Monzonaut AMA - Suhail - Staff Engineer đź› 

We’re going to keep this AMA hype going and for our second in the series we’ve got @suhailpatel who is a staff engineer here at Monzo :tada:

I could try and explain what that involves but I’d do it a complete injustice so we’ve got a little bio from the man himself below:

I’m one of the Staff Engineers at Monzo. I work in the Platform Collective, focusing on our technical infrastructure powering the bank. This includes things like our Kubernetes platform, databases and data storage, and much more…

As a member of the Staff Engineering community, I help inform and guide on building secure, reliable and robust systems. We also work on building the shape and role of technology at Monzo.

One of my first tasks was to make sure Monzo scaled well enough to have a successful crowdfunding. Thankfully, that went without a hitch and it’s been very fun helping scale Monzo’s Platform as our customer base has increased!

Before Monzo, I was working at Citymapper, building the backend to help folks get from A to B using Public Transport.

I know how you enjoy learning about the inner workings of Monzo so I feel Suhail will be able to answer those kinds of questions pretty well.

Let’s see what a staff engineer would prefer more: sneezing every time someone says hello to you or falling over every time someone says hello to you :eyes:

3 Likes

What’s been the biggest improvement you’ve helped work on here at Monzo?

Is there any aspect of working at Citymapper which you feel would be great to replicate at Monzo?

1 Like

I’m not a staff engineer, but it’s gotta be a sneeze, no?

I have questions!

What’s weirder, money or movement?

More generally, how much autonomy do you have as an individual and does the Collective (feels either communist or Borg) have? How do you interact with, say Product, on making things better for the customer?

If you could magic any feature into existence for either CityMapper or Monzo, what would it be?

Do you have a staff version of Monzo and how many special flags do you have turned on? :eyes:

3 Likes

I’m going to go out there and say the falling over. It’d make for a better story (although I hope it doesn’t translate to remote calls too) :smile:

I really like when things get a little bit faster (we have a fun internal channel called #graph-trending-downwards where we celebrate things getting more efficient). Many changes I make affect our core libraries and abstractions which means any improvements affect all our services.

Citymapper was a much smaller company so company wide sessions were much easier to coordinate. It was really fun getting folks across the organisation to rally together and build cool things like all the tech in a bus (turns out passenger counters can be quite tricky to get right).
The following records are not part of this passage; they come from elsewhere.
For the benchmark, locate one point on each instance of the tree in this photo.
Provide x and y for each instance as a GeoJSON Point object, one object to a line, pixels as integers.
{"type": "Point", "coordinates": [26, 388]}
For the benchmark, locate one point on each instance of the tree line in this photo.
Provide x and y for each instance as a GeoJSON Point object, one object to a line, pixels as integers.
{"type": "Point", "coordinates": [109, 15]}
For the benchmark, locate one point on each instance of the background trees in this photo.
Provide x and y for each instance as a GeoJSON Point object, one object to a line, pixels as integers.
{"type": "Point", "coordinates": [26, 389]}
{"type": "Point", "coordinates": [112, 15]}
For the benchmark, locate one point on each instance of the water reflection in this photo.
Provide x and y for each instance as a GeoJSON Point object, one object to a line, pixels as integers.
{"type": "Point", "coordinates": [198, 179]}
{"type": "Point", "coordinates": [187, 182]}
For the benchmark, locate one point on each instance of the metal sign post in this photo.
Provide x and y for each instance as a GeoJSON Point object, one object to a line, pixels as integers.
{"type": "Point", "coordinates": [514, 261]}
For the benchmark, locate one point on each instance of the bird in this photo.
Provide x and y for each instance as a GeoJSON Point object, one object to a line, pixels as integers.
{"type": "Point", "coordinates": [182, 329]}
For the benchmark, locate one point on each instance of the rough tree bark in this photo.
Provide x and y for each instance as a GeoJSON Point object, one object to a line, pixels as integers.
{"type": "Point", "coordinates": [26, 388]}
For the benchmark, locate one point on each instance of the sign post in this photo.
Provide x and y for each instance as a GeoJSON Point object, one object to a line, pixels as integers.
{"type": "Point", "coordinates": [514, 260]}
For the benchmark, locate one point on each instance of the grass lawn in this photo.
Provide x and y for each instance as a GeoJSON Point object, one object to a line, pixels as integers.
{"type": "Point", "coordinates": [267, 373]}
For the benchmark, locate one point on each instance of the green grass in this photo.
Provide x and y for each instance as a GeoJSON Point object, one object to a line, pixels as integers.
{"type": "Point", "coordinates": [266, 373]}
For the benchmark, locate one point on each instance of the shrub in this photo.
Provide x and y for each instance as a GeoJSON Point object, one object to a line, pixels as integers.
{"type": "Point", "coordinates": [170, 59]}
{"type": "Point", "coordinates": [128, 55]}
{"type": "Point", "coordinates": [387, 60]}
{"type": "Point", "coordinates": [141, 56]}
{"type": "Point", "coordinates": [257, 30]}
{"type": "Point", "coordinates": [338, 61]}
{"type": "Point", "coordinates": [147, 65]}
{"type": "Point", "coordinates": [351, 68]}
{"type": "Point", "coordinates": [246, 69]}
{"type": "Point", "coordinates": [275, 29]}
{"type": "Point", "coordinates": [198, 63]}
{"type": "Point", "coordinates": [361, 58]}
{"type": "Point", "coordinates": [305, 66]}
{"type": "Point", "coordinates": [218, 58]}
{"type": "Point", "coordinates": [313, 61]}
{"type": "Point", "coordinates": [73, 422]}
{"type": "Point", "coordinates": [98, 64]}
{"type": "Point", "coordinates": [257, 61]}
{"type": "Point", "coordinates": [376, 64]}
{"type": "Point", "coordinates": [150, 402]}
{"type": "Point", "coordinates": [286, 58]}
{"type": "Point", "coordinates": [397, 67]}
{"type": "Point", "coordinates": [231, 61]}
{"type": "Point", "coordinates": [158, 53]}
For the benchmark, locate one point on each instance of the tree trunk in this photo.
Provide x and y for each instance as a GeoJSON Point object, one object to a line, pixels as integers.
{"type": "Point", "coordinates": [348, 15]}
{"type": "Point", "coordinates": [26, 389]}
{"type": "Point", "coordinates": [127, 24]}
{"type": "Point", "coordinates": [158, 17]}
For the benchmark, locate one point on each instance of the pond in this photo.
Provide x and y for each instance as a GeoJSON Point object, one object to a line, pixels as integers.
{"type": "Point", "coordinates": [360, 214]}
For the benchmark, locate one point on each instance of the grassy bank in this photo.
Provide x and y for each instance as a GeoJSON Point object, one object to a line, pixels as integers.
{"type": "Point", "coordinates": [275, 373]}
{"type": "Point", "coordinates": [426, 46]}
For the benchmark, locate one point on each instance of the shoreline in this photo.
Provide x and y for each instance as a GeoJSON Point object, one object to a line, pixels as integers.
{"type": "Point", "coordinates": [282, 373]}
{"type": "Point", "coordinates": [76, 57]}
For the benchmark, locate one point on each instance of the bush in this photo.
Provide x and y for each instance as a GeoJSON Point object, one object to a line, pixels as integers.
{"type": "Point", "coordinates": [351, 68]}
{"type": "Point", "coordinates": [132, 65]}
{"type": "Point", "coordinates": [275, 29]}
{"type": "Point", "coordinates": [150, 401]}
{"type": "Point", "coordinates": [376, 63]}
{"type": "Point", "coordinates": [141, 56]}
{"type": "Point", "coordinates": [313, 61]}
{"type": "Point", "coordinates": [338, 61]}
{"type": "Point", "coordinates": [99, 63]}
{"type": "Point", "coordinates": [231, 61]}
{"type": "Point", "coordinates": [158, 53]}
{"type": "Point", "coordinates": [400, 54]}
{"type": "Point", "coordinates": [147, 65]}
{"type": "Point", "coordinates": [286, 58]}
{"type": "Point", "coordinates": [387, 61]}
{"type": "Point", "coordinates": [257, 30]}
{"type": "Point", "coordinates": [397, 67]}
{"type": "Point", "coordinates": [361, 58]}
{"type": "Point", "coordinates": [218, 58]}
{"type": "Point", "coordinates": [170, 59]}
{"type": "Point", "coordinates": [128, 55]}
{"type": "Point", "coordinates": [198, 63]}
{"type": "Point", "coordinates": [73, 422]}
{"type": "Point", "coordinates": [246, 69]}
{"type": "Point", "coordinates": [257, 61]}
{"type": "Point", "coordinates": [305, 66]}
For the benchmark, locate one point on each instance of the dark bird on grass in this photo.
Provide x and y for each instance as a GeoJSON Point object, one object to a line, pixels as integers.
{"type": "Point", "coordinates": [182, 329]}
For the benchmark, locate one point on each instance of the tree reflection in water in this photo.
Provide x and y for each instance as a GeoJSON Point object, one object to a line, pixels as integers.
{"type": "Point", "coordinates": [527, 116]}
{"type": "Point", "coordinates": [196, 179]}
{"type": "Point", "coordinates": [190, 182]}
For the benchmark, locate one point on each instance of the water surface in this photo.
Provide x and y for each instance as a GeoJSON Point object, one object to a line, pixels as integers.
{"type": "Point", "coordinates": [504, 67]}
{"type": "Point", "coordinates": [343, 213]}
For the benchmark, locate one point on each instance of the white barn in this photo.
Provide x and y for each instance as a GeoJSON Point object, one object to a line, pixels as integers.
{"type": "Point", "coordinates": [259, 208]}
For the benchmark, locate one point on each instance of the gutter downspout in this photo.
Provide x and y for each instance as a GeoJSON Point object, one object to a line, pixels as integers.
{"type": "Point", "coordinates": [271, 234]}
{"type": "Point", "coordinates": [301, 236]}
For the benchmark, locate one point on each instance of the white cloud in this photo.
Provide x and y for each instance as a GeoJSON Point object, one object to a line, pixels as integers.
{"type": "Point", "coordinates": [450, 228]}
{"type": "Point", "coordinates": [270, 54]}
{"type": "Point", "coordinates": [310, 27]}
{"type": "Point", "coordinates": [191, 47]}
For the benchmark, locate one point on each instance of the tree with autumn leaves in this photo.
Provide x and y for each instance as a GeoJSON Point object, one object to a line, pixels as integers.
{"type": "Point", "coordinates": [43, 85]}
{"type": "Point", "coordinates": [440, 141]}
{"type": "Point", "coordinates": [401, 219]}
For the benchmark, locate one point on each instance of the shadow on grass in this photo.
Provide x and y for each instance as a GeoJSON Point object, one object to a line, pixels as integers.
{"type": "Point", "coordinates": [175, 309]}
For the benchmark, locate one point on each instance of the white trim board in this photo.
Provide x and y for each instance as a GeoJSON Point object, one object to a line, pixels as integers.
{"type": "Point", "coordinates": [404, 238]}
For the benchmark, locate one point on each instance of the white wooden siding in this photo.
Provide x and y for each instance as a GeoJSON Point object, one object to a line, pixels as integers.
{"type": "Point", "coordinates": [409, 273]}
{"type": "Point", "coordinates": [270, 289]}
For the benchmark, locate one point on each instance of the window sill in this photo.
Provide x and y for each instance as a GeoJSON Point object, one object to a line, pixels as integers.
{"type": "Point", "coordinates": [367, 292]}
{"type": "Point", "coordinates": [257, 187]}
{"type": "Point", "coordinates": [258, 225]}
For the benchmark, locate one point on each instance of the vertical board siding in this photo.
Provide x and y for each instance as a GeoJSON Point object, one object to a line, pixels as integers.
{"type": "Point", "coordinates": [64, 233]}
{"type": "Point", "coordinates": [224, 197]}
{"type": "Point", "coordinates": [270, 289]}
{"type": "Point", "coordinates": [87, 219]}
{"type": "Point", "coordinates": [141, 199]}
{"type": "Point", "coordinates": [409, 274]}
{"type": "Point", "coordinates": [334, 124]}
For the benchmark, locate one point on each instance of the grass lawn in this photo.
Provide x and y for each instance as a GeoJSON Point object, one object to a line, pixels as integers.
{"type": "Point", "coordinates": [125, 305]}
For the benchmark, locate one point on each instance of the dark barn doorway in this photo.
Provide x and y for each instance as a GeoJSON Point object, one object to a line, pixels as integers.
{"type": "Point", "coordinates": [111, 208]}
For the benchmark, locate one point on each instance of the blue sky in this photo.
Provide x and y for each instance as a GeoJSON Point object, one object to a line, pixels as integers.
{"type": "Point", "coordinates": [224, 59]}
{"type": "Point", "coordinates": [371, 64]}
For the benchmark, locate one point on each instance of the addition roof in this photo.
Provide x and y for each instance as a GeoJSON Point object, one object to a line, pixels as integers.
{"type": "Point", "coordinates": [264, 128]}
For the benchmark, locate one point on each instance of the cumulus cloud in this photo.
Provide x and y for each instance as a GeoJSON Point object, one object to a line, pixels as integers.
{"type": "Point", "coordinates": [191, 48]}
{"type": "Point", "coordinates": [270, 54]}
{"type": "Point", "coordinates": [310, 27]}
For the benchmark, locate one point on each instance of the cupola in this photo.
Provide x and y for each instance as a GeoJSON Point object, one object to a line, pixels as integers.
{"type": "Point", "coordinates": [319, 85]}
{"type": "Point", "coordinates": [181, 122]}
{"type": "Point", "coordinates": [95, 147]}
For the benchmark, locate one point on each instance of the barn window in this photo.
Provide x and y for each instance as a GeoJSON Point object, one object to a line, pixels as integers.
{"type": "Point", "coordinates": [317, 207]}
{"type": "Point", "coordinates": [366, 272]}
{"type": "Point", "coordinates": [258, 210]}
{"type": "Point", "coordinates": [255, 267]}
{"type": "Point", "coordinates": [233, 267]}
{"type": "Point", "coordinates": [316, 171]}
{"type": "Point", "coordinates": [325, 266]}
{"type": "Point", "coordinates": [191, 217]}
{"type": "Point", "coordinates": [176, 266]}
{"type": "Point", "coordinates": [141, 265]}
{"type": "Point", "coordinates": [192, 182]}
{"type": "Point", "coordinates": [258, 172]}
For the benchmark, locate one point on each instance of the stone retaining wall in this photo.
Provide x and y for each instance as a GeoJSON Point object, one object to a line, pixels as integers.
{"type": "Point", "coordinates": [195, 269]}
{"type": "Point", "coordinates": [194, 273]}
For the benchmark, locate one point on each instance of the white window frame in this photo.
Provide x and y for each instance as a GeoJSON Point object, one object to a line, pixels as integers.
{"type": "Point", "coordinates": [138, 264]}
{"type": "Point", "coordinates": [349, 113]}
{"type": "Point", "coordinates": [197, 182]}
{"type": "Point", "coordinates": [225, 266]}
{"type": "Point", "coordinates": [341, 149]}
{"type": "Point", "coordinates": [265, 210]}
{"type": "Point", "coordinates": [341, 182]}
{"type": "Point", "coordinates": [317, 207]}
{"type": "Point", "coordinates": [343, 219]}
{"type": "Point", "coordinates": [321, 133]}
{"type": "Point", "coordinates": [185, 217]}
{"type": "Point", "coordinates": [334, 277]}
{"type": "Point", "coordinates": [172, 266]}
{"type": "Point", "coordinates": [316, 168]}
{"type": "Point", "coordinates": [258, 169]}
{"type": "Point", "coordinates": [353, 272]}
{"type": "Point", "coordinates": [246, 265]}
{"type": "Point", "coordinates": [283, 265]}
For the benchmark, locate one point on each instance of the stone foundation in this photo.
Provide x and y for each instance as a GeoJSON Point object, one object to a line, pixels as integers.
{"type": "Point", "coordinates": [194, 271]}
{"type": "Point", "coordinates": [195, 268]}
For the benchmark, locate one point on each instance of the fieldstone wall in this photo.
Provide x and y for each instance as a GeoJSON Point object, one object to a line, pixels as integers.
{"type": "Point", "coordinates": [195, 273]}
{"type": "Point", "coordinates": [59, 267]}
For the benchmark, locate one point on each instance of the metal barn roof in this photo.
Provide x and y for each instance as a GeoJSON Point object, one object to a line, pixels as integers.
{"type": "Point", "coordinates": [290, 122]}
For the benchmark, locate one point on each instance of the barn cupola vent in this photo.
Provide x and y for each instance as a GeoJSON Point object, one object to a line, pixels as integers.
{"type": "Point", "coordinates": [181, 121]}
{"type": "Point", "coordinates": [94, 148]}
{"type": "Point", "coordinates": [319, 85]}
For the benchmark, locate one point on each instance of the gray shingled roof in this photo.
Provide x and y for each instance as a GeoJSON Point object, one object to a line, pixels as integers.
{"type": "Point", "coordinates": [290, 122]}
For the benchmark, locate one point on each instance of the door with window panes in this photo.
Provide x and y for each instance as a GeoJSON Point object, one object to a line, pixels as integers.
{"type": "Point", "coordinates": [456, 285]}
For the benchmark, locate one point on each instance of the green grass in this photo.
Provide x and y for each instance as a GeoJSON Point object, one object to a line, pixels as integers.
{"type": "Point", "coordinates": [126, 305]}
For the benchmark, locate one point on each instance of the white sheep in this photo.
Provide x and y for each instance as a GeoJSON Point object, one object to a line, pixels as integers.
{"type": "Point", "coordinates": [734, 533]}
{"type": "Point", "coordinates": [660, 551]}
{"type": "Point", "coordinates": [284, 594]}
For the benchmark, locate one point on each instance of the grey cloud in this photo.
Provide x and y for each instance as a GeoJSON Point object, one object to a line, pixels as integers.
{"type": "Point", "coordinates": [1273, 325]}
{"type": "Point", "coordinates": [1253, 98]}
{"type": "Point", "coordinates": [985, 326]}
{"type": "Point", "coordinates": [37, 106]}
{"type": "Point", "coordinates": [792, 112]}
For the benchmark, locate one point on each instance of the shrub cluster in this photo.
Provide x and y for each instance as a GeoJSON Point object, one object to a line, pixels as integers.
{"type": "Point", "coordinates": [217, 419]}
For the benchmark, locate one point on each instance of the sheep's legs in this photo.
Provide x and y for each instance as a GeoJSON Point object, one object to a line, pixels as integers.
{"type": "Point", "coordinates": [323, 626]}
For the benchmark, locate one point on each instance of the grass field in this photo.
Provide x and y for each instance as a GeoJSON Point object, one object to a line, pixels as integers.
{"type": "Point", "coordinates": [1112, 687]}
Monzo has really great people who are all really busy building new features and capabilities and improvements which makes this a bit harder. I hope we can do it as a hack-week or similar as folks come back to an office setting. It’s a great way to meet new folks and make friends.

4 Likes

Both have their big complexities. One constant is both have many archaic systems built in the early days of tech and no capacity or appetite to change/improve them.

It makes me very glad for movements like open data for transit and open banking for financial institutions because now the data can’t be hidden away under lock and key. It’s forcing both industries to take tech capabilities seriously (it doesn’t need to be a cost center!)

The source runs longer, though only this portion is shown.